Si la plupart des peintres et des écrivains réalistes ont une mémoire essentiellement
visuelle, les dessinateurs japonais et les de Goncourt reproduisent plus
particulièrement des sensations de mouvement ; des musiciens descriptifs, tels que
Berlioz, sont des auditifs.
Ces exemples suffisent. La nature des sujets, des visions, des métaphores, du ton, de
l’allure, de la ponctuation même d’un écrivain : de la touche, des procédés, des lignes,
de l’équilibre des figures, des valeurs, du coloris d’un peintre ; des timbres et des
rythmes d’un musicien ; des lignes, des modules, des dimensions, de l’ornementation d’un
architecte, — tous ces signes esthétiques pourront être ramenés à une signification
psychologique, et l’ensemble de ces déductions pour un auteur présentera de son esprit
un tableau déjà poussé, que compléteront les indications tirées des émotions qu’il
suggère.
L’interprétation des émotions sera simple et directe s’il s’agit d’œuvres évidemment et
franchement passionnées ; il faudra recourir à des détours quand, par impassibilité, par
ironie ou par toute autre cause, l’auteur semble s’efforcer d’empêcher que l’on
aperçoive quelles émotions il a voulu suggérer, ou même que l’on en ressente une.
La plupart des artistes montrent, dès l’abord, par tout l’aspect extérieur de leurs
œuvres, qu’ils font ouvertement appel à la sympathie, à la sentimentalité du public ;
ils usent des modes d’expression propres à causer une certaine émotion, la décrivent et
la désignent clairement soit en des passages éloquents, s’il s’agit d’un livre, soit par
le sujet ou le mouvement s’il s’agit d’un tableau, soit en général par quelque excès peu
harmonieux de la forme. On peut citer comme exemples de cette sorte d’ouvrages, des
romans comme le Werther ou la Confession d’un Enfant du
siècle, les peintures de Rubens ou de Delacroix, presque toute la musique.

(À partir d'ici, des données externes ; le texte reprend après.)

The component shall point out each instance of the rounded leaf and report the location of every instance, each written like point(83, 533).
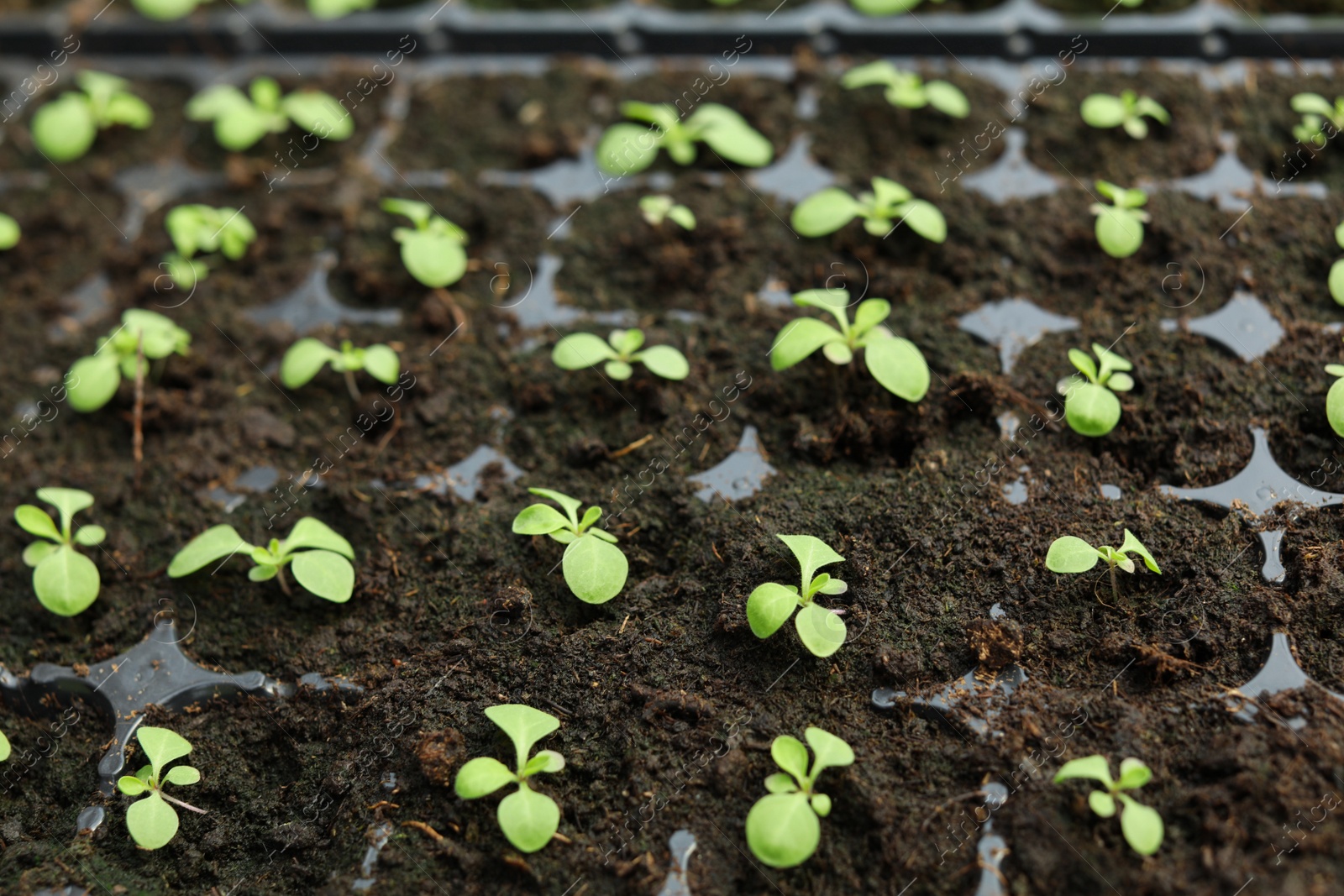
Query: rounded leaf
point(898, 367)
point(595, 570)
point(1070, 553)
point(783, 831)
point(326, 574)
point(66, 582)
point(528, 819)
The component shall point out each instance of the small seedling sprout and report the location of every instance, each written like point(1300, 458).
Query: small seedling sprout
point(319, 558)
point(909, 90)
point(1317, 113)
point(306, 358)
point(1142, 826)
point(617, 352)
point(656, 208)
point(627, 148)
point(1092, 407)
point(93, 379)
point(202, 228)
point(595, 569)
point(770, 605)
point(241, 120)
point(528, 819)
point(783, 828)
point(882, 211)
point(1126, 110)
point(433, 251)
point(65, 580)
point(152, 821)
point(1070, 553)
point(893, 360)
point(8, 233)
point(65, 128)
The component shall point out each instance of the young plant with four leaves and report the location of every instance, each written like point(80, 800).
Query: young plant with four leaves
point(433, 250)
point(1070, 553)
point(882, 211)
point(659, 208)
point(1126, 110)
point(65, 128)
point(306, 358)
point(909, 90)
point(893, 360)
point(1120, 228)
point(202, 228)
point(144, 335)
point(770, 605)
point(66, 582)
point(627, 148)
point(617, 354)
point(152, 821)
point(1317, 114)
point(528, 819)
point(783, 828)
point(593, 566)
point(319, 558)
point(1092, 407)
point(241, 120)
point(1142, 825)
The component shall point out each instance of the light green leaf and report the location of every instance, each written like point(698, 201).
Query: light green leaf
point(66, 582)
point(824, 212)
point(481, 777)
point(783, 831)
point(820, 631)
point(210, 546)
point(152, 822)
point(326, 574)
point(581, 349)
point(595, 570)
point(312, 532)
point(1070, 553)
point(898, 367)
point(523, 725)
point(528, 819)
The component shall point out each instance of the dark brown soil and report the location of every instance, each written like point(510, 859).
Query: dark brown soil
point(655, 683)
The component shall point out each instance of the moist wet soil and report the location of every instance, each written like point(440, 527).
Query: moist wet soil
point(663, 692)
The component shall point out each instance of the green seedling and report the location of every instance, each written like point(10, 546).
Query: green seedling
point(893, 360)
point(1120, 228)
point(241, 120)
point(306, 358)
point(628, 149)
point(1068, 553)
point(1317, 112)
point(656, 208)
point(1126, 110)
point(66, 582)
point(8, 233)
point(770, 605)
point(1092, 407)
point(783, 828)
point(1142, 826)
point(65, 128)
point(595, 569)
point(143, 336)
point(433, 251)
point(152, 821)
point(202, 228)
point(882, 211)
point(528, 819)
point(909, 90)
point(319, 558)
point(622, 348)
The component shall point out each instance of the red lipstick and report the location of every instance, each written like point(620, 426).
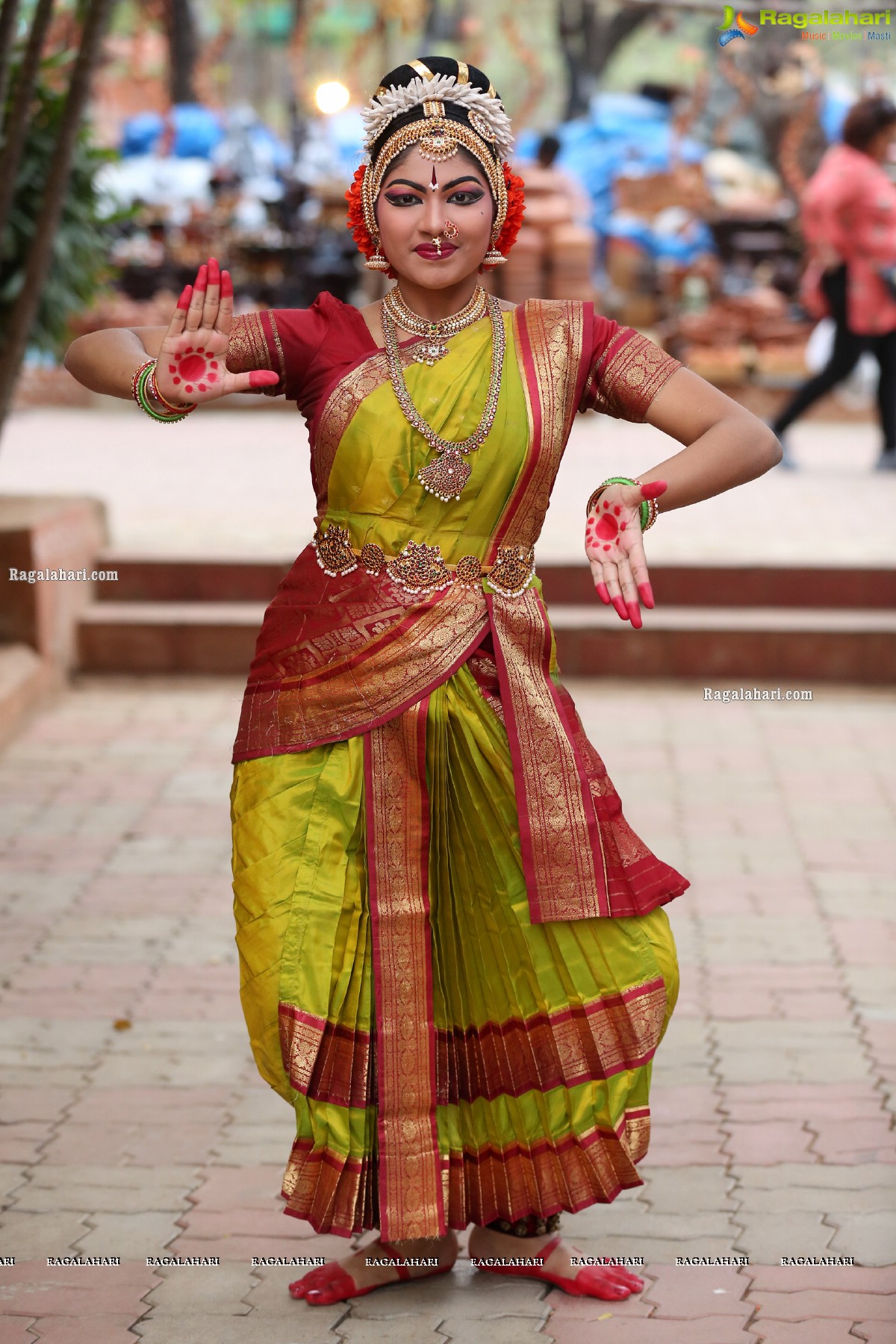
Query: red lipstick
point(432, 253)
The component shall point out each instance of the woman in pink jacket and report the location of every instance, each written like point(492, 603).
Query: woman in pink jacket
point(849, 223)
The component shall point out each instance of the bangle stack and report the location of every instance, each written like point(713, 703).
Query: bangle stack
point(151, 401)
point(648, 508)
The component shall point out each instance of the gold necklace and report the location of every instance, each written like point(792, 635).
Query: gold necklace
point(448, 473)
point(435, 332)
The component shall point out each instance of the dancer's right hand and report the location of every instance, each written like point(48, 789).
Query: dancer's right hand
point(193, 358)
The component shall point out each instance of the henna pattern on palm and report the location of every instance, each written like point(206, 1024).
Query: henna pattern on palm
point(195, 369)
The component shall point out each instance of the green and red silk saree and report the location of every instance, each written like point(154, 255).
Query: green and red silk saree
point(453, 957)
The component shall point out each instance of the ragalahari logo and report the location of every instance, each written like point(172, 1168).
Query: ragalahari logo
point(732, 27)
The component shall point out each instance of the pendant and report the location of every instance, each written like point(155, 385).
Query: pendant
point(430, 352)
point(445, 476)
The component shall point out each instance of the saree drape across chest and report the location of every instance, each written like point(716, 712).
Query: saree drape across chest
point(454, 964)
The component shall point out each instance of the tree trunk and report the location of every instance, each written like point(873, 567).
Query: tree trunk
point(588, 40)
point(8, 16)
point(183, 50)
point(97, 13)
point(16, 127)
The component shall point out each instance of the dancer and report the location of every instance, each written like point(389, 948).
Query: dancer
point(455, 964)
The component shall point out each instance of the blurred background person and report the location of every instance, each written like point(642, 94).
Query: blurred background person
point(849, 223)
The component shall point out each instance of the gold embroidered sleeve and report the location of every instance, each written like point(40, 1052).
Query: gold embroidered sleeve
point(254, 343)
point(628, 376)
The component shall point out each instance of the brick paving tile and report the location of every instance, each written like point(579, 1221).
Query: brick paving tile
point(90, 1330)
point(217, 1289)
point(695, 1290)
point(238, 1189)
point(825, 1305)
point(871, 1236)
point(876, 1332)
point(509, 1330)
point(31, 1287)
point(868, 1140)
point(240, 1249)
point(676, 1189)
point(13, 1330)
point(140, 1144)
point(237, 1330)
point(593, 1308)
point(768, 1236)
point(765, 1142)
point(802, 1332)
point(402, 1330)
point(709, 1330)
point(836, 1278)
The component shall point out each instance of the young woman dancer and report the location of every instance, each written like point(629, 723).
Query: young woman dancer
point(454, 961)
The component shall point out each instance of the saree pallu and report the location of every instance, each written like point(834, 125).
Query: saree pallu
point(543, 1033)
point(453, 957)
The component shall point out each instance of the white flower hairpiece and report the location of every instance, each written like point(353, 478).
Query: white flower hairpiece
point(394, 101)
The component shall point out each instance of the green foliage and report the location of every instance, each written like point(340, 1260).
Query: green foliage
point(80, 267)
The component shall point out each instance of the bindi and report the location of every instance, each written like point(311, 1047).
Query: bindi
point(195, 369)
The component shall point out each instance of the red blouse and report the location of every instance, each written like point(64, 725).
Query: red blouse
point(314, 347)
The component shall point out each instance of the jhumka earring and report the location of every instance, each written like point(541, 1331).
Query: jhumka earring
point(378, 261)
point(494, 257)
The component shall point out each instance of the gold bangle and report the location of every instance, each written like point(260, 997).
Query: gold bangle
point(653, 507)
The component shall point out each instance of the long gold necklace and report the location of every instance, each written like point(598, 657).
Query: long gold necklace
point(435, 332)
point(448, 473)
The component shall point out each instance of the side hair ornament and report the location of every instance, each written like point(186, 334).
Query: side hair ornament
point(485, 134)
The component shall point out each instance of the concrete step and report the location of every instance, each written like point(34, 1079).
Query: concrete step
point(210, 638)
point(709, 644)
point(673, 585)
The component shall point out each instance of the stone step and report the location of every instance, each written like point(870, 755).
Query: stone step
point(143, 579)
point(706, 643)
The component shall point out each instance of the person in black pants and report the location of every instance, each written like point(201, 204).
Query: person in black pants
point(844, 356)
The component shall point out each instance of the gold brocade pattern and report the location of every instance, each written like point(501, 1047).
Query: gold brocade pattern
point(563, 873)
point(247, 349)
point(635, 1136)
point(628, 376)
point(339, 410)
point(398, 860)
point(556, 331)
point(300, 1039)
point(344, 699)
point(583, 1043)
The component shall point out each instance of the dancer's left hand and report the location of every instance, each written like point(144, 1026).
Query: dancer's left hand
point(615, 550)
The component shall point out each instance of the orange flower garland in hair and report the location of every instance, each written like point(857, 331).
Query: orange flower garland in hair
point(516, 206)
point(366, 245)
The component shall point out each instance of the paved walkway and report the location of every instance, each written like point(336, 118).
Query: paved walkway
point(235, 483)
point(134, 1122)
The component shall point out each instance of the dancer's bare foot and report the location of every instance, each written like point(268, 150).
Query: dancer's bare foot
point(606, 1281)
point(327, 1284)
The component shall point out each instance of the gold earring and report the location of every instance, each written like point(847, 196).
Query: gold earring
point(378, 261)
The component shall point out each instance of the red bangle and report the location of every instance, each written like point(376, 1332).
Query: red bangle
point(178, 410)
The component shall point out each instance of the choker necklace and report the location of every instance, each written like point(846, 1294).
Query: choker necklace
point(448, 473)
point(435, 332)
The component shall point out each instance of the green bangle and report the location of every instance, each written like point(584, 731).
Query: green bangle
point(143, 401)
point(622, 480)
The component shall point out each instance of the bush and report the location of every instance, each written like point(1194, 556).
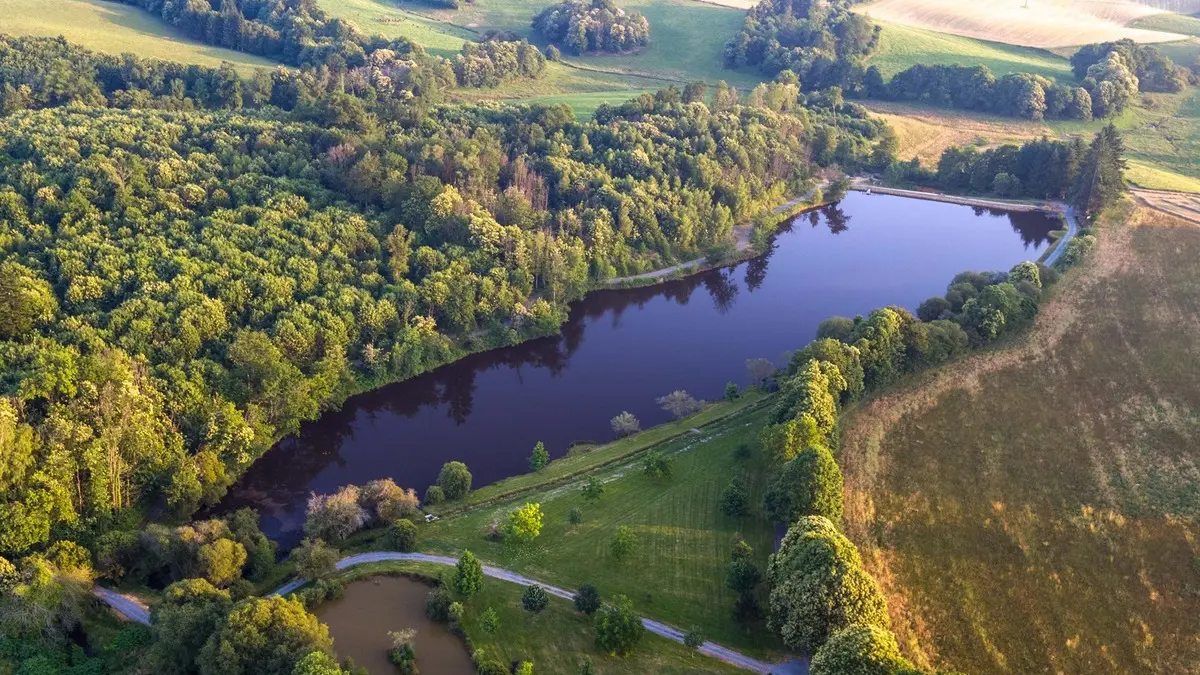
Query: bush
point(625, 424)
point(861, 650)
point(315, 560)
point(587, 599)
point(618, 627)
point(455, 479)
point(437, 604)
point(736, 499)
point(534, 598)
point(335, 517)
point(387, 501)
point(623, 543)
point(403, 535)
point(435, 495)
point(816, 561)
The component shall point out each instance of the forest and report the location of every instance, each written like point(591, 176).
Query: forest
point(186, 286)
point(593, 25)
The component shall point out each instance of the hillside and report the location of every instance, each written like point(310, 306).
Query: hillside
point(1036, 23)
point(115, 29)
point(1035, 509)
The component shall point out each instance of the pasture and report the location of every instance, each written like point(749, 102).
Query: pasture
point(1035, 509)
point(115, 29)
point(1031, 23)
point(676, 572)
point(901, 47)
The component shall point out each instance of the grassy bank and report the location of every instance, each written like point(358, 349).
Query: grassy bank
point(591, 458)
point(1036, 509)
point(903, 47)
point(677, 569)
point(117, 29)
point(555, 640)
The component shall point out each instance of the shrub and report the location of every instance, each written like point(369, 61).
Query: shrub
point(679, 404)
point(387, 501)
point(403, 535)
point(534, 598)
point(468, 578)
point(313, 559)
point(523, 524)
point(454, 479)
point(736, 499)
point(435, 495)
point(625, 424)
point(623, 543)
point(335, 517)
point(587, 599)
point(618, 627)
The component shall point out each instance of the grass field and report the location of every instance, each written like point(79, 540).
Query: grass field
point(677, 572)
point(687, 37)
point(901, 47)
point(557, 639)
point(1036, 509)
point(115, 29)
point(1181, 24)
point(1036, 23)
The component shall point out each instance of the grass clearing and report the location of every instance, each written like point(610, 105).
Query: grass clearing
point(555, 640)
point(1037, 509)
point(677, 572)
point(592, 458)
point(117, 29)
point(903, 47)
point(1169, 22)
point(1037, 23)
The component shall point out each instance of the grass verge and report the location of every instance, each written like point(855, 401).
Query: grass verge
point(1037, 509)
point(115, 29)
point(677, 569)
point(557, 639)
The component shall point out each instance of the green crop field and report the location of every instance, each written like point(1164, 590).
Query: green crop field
point(115, 29)
point(687, 37)
point(1168, 22)
point(1037, 509)
point(901, 47)
point(677, 571)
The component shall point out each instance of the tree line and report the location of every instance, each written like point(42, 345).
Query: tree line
point(1091, 177)
point(184, 287)
point(849, 629)
point(592, 25)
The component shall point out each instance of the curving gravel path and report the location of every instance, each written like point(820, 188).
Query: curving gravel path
point(658, 628)
point(130, 608)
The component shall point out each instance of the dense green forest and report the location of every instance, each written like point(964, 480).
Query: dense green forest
point(184, 287)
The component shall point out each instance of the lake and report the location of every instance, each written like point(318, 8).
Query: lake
point(622, 348)
point(360, 620)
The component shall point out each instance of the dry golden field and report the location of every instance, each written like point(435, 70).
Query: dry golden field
point(1032, 23)
point(1037, 508)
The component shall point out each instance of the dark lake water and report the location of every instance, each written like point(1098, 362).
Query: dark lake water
point(622, 348)
point(360, 620)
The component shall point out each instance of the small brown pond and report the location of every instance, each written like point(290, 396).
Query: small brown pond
point(371, 608)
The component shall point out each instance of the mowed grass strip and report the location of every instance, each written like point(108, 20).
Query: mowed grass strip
point(1037, 509)
point(593, 457)
point(557, 639)
point(903, 47)
point(117, 29)
point(677, 571)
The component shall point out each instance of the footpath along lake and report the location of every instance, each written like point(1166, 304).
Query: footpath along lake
point(622, 348)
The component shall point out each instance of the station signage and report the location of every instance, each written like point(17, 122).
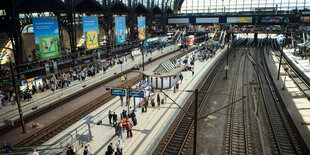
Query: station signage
point(134, 93)
point(91, 32)
point(118, 92)
point(46, 34)
point(120, 29)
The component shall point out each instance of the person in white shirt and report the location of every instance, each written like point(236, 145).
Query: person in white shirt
point(119, 146)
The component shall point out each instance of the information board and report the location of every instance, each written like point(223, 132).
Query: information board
point(118, 92)
point(272, 19)
point(141, 28)
point(178, 20)
point(134, 93)
point(207, 20)
point(120, 29)
point(46, 34)
point(239, 19)
point(305, 19)
point(91, 32)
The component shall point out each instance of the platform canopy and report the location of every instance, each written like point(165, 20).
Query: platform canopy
point(211, 6)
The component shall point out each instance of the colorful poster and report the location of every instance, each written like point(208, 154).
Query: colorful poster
point(46, 34)
point(91, 32)
point(141, 28)
point(120, 29)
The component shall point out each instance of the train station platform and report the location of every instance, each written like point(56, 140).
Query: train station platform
point(296, 103)
point(302, 64)
point(15, 136)
point(151, 126)
point(43, 99)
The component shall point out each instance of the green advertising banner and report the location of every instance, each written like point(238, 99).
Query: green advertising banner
point(46, 34)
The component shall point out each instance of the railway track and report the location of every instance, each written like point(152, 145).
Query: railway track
point(50, 131)
point(238, 136)
point(298, 79)
point(37, 113)
point(282, 135)
point(177, 137)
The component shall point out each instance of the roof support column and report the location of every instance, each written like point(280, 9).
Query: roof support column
point(15, 33)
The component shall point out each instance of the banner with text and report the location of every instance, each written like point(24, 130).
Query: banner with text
point(46, 34)
point(91, 32)
point(141, 28)
point(120, 29)
point(239, 19)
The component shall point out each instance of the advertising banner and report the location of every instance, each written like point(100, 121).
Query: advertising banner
point(273, 19)
point(207, 20)
point(239, 19)
point(141, 28)
point(46, 34)
point(91, 32)
point(305, 19)
point(120, 29)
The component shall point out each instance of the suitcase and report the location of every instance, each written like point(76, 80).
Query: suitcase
point(134, 121)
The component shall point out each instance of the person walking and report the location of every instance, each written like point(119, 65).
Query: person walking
point(119, 130)
point(124, 113)
point(193, 71)
point(110, 117)
point(114, 116)
point(119, 147)
point(87, 150)
point(158, 99)
point(34, 151)
point(123, 122)
point(110, 149)
point(165, 98)
point(146, 103)
point(121, 98)
point(70, 151)
point(128, 127)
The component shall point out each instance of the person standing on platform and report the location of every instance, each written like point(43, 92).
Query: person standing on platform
point(158, 99)
point(110, 117)
point(123, 121)
point(128, 127)
point(119, 130)
point(121, 98)
point(124, 113)
point(70, 151)
point(114, 116)
point(34, 152)
point(119, 147)
point(110, 149)
point(193, 71)
point(87, 150)
point(165, 98)
point(146, 103)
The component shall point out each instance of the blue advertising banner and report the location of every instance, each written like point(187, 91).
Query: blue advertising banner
point(120, 29)
point(141, 28)
point(91, 32)
point(46, 34)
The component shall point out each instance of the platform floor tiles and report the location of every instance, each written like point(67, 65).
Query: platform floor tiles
point(150, 125)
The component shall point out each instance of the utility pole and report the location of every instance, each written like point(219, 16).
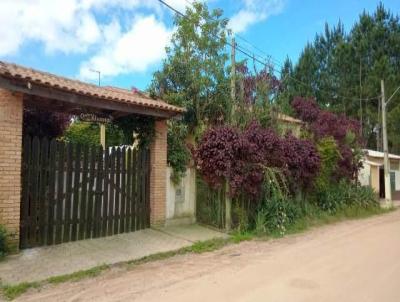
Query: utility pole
point(388, 191)
point(228, 199)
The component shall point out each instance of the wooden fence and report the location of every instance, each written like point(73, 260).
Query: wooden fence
point(74, 192)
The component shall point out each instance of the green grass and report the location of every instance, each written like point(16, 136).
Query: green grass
point(320, 218)
point(313, 219)
point(93, 272)
point(11, 292)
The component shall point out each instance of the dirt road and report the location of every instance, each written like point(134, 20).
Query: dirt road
point(350, 261)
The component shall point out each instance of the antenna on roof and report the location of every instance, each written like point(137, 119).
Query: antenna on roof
point(98, 72)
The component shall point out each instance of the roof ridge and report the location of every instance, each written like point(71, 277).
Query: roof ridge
point(111, 93)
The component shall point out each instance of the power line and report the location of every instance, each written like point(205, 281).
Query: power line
point(247, 53)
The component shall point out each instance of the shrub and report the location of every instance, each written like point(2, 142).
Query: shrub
point(3, 241)
point(345, 131)
point(276, 215)
point(226, 153)
point(338, 196)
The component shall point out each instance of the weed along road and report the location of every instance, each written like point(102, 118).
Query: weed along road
point(356, 260)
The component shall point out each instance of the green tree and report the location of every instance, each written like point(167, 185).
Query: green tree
point(194, 76)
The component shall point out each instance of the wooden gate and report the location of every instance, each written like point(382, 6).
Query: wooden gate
point(73, 192)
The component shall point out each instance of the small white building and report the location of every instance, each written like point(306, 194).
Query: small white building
point(372, 173)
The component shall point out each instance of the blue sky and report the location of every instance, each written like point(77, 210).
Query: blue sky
point(125, 39)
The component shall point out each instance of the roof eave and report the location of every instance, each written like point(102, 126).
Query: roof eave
point(27, 87)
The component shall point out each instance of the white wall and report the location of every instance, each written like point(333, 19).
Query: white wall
point(364, 175)
point(181, 198)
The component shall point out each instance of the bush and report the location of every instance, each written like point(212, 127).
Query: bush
point(334, 197)
point(3, 241)
point(276, 215)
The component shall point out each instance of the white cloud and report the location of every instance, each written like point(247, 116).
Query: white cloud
point(131, 51)
point(254, 11)
point(59, 25)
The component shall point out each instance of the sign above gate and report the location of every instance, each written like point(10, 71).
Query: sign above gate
point(91, 117)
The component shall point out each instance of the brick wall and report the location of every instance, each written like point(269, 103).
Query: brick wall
point(11, 112)
point(158, 170)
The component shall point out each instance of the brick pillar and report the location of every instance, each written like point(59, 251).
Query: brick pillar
point(11, 113)
point(158, 172)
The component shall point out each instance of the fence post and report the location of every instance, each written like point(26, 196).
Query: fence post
point(158, 171)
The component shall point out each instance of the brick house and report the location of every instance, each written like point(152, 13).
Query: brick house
point(21, 87)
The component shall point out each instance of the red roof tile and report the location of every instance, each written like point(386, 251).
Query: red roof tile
point(114, 94)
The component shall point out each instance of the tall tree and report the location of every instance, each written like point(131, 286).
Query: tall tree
point(194, 76)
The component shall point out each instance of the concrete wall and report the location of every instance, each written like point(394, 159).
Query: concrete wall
point(158, 170)
point(181, 198)
point(369, 174)
point(364, 175)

L’interprétation psychologique des émotions indiquées et suggérées dans ces œuvres est
facile. Elles expriment certains sentiments d’amertume, de tristesse, d’exubérance, de
grandeur, sur lesquelles il est impossible de se tromper. Ces émotions ont été ou
voulues consciemment et nourries par l’auteur, parce qu’elles lui paraissaient belles à
connaître, conformes à son idéal et son tempérament, ou ressenties inconsciemment parce
que l’auteur les éprouvait en écrivant et qu’elles se sont exprimées dans son œuvre
comme dans un monologue. Dans les deux cas, ces émotions sont celles-là mêmes qu’il
importe de déterminer chez l’artiste qu’on étudie, et, de fait, la plupart des œuvres
littéraires, qui appartiennent à ce genre sont autobiographiques ; dans les deux cas on
peut conclure directement à l’existence permanente chez l’auteur des émotions de
l’œuvre, et déduire de celle-ci les conditions mentales qu’elles supposent.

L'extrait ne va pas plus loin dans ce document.